The Detour Room

before the finished thought

Notes on BBC Merlin

As a TV series, Merlin (BBC, 2008-2012) occupies a very interesting ecological niche. It’s the bottom feeder to Doctor Who (BBC, 2005-present), a show designed to scoop up anyone who isn’t watching the BBC’s flagship without, y’know, actually competing with it.

The BBC doesn’t need to compete with itself, but even for the non-BBC shows in this niche… Come on, you’re never going to successfully compete with Doctor Who. So you get this weird motley crew of low-budget fantasy/sci fi TV shows that are genuinely trying to make something watchable - but not trying all that hard. Other programs in this category include: Robin Hood (BBC, 2006-2009), Primeval (ITV, 2007-2011), and Atlantis (BBC, 2013-2015). A lot of these shows have interesting relationships with Doctor Who in their production history, as well: Robin Hood was designed to fill its Saturday evening slot between series, and Primeval was ITV’s attempt to replicate its success.
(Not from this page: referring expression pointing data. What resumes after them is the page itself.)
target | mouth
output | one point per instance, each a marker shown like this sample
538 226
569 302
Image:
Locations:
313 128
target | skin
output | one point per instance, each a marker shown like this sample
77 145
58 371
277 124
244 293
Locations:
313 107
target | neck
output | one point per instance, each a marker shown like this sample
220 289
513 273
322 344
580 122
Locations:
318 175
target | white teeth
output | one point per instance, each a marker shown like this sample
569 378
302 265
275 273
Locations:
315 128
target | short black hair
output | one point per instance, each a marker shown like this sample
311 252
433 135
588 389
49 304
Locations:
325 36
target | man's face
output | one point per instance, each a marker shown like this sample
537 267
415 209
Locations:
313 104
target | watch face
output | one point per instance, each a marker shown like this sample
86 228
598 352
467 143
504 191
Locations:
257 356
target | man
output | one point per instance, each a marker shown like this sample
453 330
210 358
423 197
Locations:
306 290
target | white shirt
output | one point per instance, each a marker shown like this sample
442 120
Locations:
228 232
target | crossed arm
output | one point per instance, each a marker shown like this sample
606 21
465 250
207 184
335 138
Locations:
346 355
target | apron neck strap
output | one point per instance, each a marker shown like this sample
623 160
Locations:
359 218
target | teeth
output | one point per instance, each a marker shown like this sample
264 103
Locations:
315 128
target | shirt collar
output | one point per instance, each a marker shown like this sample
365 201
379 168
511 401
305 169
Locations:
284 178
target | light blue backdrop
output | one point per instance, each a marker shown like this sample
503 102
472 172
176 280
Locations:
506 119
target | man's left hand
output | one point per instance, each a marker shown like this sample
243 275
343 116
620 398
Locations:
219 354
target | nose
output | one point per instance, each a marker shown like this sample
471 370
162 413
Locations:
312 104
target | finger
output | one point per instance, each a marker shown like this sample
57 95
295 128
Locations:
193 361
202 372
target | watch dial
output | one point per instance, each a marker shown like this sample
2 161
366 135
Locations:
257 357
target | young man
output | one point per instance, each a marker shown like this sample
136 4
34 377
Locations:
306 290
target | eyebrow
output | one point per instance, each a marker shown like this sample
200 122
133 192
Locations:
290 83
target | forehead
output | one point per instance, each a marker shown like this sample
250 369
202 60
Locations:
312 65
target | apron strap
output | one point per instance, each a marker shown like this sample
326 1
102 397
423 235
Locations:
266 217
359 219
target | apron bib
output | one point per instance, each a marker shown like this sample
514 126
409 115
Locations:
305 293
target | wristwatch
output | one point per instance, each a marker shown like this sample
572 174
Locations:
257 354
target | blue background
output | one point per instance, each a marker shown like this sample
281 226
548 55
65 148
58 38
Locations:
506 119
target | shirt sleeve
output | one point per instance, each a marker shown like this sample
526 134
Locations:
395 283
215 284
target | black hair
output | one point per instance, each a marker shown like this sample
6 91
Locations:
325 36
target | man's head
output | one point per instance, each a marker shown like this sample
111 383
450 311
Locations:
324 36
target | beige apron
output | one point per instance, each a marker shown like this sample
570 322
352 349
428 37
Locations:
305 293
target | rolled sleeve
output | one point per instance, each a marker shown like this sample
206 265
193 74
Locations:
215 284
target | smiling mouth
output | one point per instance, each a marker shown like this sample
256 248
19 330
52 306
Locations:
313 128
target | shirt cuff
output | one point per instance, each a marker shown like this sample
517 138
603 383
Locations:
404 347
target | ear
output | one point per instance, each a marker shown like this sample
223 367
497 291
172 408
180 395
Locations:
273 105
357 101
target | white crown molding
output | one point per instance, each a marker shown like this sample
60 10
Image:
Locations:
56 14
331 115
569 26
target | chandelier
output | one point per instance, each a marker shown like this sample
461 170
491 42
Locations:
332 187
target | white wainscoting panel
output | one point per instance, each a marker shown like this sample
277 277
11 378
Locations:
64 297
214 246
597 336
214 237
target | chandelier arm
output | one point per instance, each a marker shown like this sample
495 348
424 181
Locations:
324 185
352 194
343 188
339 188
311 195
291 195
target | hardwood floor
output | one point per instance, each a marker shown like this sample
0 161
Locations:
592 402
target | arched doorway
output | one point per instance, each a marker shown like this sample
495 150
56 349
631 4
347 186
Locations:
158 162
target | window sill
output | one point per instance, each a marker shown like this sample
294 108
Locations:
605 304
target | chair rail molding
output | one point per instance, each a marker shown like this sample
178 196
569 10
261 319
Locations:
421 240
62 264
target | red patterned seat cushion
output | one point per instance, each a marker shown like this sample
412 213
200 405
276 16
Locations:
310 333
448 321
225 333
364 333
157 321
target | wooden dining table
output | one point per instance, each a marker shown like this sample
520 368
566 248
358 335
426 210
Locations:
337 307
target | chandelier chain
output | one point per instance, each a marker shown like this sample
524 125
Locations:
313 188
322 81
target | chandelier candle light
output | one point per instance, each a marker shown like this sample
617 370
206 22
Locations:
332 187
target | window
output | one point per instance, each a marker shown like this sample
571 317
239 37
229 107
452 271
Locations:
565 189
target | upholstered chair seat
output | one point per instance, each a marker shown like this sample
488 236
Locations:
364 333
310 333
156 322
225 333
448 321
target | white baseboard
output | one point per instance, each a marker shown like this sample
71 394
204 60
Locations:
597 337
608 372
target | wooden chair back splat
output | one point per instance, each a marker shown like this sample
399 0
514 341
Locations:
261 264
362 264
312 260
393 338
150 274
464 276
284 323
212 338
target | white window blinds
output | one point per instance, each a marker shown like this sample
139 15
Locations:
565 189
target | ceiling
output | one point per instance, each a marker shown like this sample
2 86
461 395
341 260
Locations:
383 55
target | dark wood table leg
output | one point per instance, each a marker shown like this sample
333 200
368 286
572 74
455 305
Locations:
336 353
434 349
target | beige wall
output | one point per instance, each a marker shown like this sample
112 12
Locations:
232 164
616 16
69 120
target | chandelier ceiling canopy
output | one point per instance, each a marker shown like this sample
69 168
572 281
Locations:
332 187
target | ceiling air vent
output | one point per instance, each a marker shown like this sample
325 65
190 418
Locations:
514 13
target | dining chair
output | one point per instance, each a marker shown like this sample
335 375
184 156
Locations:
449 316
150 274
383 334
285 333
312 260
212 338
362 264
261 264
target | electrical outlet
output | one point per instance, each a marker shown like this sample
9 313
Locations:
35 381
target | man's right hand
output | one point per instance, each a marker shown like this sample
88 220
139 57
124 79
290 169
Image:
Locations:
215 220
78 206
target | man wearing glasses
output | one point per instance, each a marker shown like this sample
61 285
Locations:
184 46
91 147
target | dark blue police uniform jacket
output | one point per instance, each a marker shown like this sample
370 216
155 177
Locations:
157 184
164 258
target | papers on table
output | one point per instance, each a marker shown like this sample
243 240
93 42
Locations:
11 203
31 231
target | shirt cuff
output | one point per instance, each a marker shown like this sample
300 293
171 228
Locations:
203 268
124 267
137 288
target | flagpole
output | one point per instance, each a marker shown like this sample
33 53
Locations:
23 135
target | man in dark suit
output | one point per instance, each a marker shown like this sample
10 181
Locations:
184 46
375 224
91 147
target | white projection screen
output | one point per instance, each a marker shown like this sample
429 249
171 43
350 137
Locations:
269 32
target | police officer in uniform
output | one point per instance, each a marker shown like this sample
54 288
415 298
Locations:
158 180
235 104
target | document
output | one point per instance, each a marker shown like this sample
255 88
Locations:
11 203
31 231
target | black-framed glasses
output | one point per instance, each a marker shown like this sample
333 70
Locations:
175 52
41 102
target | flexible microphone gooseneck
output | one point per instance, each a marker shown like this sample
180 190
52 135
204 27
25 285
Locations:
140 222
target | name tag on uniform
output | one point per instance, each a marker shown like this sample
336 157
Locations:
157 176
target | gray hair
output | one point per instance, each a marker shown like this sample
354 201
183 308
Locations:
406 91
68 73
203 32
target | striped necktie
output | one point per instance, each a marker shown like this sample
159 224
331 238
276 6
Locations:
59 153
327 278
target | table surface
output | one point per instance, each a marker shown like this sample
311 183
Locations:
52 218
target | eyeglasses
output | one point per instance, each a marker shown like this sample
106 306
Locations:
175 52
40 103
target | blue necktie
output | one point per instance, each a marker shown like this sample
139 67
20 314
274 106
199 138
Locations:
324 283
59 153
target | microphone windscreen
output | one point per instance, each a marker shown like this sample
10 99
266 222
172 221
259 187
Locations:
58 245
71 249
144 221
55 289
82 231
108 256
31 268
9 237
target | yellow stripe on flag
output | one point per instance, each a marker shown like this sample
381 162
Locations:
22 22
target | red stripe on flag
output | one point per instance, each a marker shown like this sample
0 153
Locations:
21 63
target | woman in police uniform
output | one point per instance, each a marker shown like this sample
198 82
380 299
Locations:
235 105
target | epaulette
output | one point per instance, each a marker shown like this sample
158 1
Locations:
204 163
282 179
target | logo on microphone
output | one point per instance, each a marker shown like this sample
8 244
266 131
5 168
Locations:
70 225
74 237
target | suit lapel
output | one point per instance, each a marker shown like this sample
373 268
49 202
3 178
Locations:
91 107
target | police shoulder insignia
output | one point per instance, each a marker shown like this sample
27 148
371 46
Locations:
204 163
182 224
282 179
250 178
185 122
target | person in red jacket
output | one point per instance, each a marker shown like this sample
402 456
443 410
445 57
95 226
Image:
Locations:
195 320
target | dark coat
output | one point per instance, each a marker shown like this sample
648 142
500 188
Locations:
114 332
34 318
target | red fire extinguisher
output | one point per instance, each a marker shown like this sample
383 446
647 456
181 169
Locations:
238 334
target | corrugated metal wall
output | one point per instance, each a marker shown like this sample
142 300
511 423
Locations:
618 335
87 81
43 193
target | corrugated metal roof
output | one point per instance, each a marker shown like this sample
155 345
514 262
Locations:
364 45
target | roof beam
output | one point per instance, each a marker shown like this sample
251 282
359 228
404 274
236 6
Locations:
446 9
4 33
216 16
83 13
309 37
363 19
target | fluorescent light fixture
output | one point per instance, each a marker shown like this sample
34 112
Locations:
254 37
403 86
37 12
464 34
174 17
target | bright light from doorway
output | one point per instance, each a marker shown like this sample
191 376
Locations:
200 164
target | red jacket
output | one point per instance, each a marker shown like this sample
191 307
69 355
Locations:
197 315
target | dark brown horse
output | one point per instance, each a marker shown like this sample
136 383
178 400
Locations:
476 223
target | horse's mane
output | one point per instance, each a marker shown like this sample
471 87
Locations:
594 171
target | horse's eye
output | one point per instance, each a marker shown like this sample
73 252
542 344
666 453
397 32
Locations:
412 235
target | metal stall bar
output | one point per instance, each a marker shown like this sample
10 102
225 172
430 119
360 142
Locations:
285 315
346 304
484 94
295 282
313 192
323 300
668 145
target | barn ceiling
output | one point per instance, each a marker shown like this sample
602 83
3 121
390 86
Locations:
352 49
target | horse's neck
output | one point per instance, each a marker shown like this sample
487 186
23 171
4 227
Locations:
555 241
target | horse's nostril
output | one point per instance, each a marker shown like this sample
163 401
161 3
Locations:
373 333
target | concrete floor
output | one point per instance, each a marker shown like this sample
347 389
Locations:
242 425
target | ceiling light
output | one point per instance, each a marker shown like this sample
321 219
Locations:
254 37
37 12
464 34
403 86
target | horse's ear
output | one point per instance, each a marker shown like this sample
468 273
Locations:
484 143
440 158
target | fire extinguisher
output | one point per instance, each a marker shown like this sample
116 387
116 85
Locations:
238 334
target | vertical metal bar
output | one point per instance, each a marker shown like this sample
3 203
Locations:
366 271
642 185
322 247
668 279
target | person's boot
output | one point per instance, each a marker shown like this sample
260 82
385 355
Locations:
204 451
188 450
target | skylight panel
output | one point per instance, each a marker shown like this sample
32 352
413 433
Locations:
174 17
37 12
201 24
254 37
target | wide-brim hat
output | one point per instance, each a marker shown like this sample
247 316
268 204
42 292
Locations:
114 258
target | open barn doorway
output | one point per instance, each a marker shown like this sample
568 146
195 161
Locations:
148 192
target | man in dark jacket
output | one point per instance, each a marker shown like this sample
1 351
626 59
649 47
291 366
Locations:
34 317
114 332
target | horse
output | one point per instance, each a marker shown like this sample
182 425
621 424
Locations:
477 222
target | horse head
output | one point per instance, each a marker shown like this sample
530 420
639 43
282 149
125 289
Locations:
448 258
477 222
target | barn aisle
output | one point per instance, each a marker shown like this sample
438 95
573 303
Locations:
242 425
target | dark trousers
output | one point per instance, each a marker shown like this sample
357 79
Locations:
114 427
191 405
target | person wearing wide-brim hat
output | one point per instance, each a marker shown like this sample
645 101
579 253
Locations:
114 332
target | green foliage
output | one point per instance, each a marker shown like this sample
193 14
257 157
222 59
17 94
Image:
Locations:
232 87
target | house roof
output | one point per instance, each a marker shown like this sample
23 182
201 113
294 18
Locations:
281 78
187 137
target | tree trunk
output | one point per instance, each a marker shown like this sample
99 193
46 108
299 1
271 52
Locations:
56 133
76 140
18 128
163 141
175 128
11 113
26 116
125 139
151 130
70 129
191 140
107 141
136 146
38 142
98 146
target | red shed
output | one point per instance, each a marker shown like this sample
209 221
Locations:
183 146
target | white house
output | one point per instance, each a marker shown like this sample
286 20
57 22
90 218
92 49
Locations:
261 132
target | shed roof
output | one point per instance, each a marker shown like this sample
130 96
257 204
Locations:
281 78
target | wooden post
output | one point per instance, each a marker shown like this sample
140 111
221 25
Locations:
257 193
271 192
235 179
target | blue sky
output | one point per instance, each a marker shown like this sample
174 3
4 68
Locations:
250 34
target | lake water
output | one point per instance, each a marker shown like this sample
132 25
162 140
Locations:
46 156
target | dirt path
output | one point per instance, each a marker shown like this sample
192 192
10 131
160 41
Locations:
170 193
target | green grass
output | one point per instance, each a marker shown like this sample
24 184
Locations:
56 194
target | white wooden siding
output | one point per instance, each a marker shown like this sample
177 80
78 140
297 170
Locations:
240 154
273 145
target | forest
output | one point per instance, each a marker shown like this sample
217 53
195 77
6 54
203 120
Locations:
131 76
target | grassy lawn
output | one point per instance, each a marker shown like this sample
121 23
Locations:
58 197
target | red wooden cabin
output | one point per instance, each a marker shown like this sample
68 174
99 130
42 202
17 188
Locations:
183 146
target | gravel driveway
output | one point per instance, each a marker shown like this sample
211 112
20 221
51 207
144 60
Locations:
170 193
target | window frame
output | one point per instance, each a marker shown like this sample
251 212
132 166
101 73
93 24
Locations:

Speaking of Doctor Who: there’s an episode of fan podcast Pex Lives (I will seek out the exact one at some point!) where the guest talks about how a lot of modern television feels like it’s been writers-roomed to death. Everything is slick, co-ordinated. Everyone’s gotten together and sorted out their one cohesive vision for what this story is. There’s a lot to be said for this, yes, but it means you don’t get the strange, enchanting jaggedness of older programs. A dud here, a masterpiece there, something wildly off-tone around the bend. Merlin is jagged to its core - a brilliantly shot, intimate, heart-wrenching sword fight between father and son sits right next to 45 minutes of tepid fart jokes. How am I supposed to look away?

Merlin perfectly demonstrates Henry Jenkins’ point about fascination and frustration being the core motors of fandom: 'if media content didn't fascinate us, there would be no desire to engage with it; but if it didn't frustrate us on some level, there would be no drive to rewrite or remake it.' You need parts of the story to be good and parts of it to be fucking terrible. This, too, is a kind of jaggedness. High highs and low lows. A smooth surface is delightful to the touch, but it doesn’t give you any purchase. You can’t grab onto it, can’t make a mark without ruining what’s there.

It’s what John Fiske describes as ‘producerly’ media - combining the accessibility and easiness of the readerly text with the openness to multiple meanings of the writerly text (as originally theorised by Roland Barthes). To quote Fiske in more detail:

‘[a producerly work] offers itself up to popular production; it exposes, however reluctantly, the vulnerabilities, limitations, and weaknesses of its preferred meanings; it contains, while attempting to repress them, voices that contradict the ones it prefers; it has loose ends that escape its control, its meanings exceed its own power to discipline them, its gaps are wide enough for whole new texts to be produced in them—it is, in a very real sense, beyond its own control.’

I personally can’t think of a better example than BBC Merlin. Magic is homosexuality, except when it’s not. Morgana is a cartoon villain, but she also has a point. You can watch it without taking it too seriously, or you can spend entire hours thinking about its brilliant, tragically unrealised possibilities of character and setting (or quite how stunningly attractive Katie McGrath looks in her series 1 sword outfit). Is BBC Merlin good? Yes. No. It’s complicated - popular production, popular pleasures. The kind you only get when the story in question is amazing and shit in equal measure.

Also I’m obsessed with this Bradley James interview in which he compares having your sister go missing for a year to thinking you’ve lost your wallet. Thanks, Bradley.